Title: Ford Madox Ford
Description:
Ford Madox Ford (b.
Ford Hermann Hueffer, 1873–d.
1939) wrote over eighty books, including novels, short stories, historical fiction, sketches, poetry, history, biography, propaganda, and criticism.
However, he is best known for just one novel—The Good Soldier (1915), regarded as his greatest achievement and a monument of modernism.
He collaborated with Joseph Conrad and worked in a circle of literary acquaintances that included Stephen Crane, Henry James, and H.
G.
Wells; while editor of two literary journals, he had a keen eye for talent and promoted or even discovered such authors as D.
H.
Lawrence, Wyndham Lewis, and Ezra Pound.
Yet in some respects, other writers whom he furthered have tended to overshadow him.
He grew up in the world of Pre-Raphaelite art and later served as an officer in the British army in the First World War.
With Conrad, he developed theories of literary impressionism that significantly informed his best-known novels.
His personal relationships with women authors Violet Hunt and Jean Rhys, and artists Stella Bowen and Janice Biala, extended his influence in literary and artistic worlds, while those relationships and his eccentricities led to tensions among his circle of collaborators and friends.
These complex circumstances also point to the difficulties facing those studying Ford—the intertwined aspects of his life and work defy neat separation.

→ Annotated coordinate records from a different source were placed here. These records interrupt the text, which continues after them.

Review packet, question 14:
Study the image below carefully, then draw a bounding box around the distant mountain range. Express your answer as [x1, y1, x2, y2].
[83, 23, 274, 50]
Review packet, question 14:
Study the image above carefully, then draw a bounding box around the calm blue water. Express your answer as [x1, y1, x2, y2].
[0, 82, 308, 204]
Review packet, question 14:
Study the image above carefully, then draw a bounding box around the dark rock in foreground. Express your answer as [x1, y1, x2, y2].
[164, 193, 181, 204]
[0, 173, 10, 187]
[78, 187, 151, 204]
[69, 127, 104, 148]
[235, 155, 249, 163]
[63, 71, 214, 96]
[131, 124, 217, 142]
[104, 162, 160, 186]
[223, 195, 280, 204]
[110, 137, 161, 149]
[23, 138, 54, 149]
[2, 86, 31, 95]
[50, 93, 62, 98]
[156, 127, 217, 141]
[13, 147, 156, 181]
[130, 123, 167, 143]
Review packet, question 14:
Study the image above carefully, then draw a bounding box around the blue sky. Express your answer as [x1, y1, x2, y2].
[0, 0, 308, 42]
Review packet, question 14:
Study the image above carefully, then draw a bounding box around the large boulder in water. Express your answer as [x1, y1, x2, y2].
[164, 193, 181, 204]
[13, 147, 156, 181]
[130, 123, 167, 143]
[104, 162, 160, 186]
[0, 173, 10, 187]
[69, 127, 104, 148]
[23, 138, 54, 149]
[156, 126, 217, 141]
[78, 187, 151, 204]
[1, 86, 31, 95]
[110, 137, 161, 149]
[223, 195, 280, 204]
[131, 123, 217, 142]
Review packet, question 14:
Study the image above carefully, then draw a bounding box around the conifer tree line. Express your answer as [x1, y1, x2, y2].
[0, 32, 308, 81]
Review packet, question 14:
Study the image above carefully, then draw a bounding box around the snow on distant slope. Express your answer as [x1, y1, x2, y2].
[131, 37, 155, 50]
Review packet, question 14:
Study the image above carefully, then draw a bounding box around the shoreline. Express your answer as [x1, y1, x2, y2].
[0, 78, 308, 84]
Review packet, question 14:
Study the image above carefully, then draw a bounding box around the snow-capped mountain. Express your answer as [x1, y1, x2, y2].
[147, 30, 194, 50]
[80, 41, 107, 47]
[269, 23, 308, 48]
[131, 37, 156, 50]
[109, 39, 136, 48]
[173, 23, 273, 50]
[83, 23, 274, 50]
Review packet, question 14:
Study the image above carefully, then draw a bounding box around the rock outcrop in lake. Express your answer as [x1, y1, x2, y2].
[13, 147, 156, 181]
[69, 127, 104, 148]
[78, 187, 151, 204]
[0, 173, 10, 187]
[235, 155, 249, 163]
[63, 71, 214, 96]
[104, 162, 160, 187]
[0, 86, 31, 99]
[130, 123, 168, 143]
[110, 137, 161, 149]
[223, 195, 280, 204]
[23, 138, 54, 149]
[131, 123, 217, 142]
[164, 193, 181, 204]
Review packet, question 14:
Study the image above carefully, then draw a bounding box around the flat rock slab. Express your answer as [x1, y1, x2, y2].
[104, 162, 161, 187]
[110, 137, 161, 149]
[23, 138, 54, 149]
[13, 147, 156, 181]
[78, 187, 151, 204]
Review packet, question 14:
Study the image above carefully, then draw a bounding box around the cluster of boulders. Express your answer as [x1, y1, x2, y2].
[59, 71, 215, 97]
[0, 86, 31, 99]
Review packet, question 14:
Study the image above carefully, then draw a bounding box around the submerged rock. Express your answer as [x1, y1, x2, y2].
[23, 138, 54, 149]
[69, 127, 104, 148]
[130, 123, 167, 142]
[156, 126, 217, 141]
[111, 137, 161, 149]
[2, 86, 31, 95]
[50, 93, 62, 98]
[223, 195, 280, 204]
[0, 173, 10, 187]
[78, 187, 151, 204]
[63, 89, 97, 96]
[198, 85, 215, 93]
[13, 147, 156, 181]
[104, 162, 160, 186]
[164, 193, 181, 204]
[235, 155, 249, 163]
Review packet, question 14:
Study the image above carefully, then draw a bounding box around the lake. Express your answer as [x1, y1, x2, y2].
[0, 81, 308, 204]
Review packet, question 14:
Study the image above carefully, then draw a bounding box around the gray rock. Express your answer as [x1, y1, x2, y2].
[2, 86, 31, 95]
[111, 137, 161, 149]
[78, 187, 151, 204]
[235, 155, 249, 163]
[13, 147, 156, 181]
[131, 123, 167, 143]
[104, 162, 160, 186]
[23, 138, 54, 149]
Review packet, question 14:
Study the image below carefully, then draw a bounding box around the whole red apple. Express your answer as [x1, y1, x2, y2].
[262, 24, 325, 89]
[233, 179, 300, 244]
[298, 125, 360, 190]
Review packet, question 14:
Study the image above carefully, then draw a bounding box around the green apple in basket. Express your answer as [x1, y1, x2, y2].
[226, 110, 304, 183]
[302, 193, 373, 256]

Critics recognized the significance of The Good Soldier as early as the 1940s, while attention to his war tetralogy Parade’s End (1924–1928) has followed further behind, and scholarly writing on his other work has yet to catch up in quantity.
Ford’s fiction has also come into view of the general public through the medium of film, with an adaptation of The Good Soldier produced by Granada Television in 1981, and an acclaimed and widely seen five-part television series of Parade’s End first broadcast by the BBC in 2012.
If Ford were remembered solely for The Good Soldier, his place as an author of consequence would be secure.
Given the scope and depth of his contributions to literature as an author, editor, critic, and chronicler of his times and culture, however, he is sure to be studied with ever-greater interest.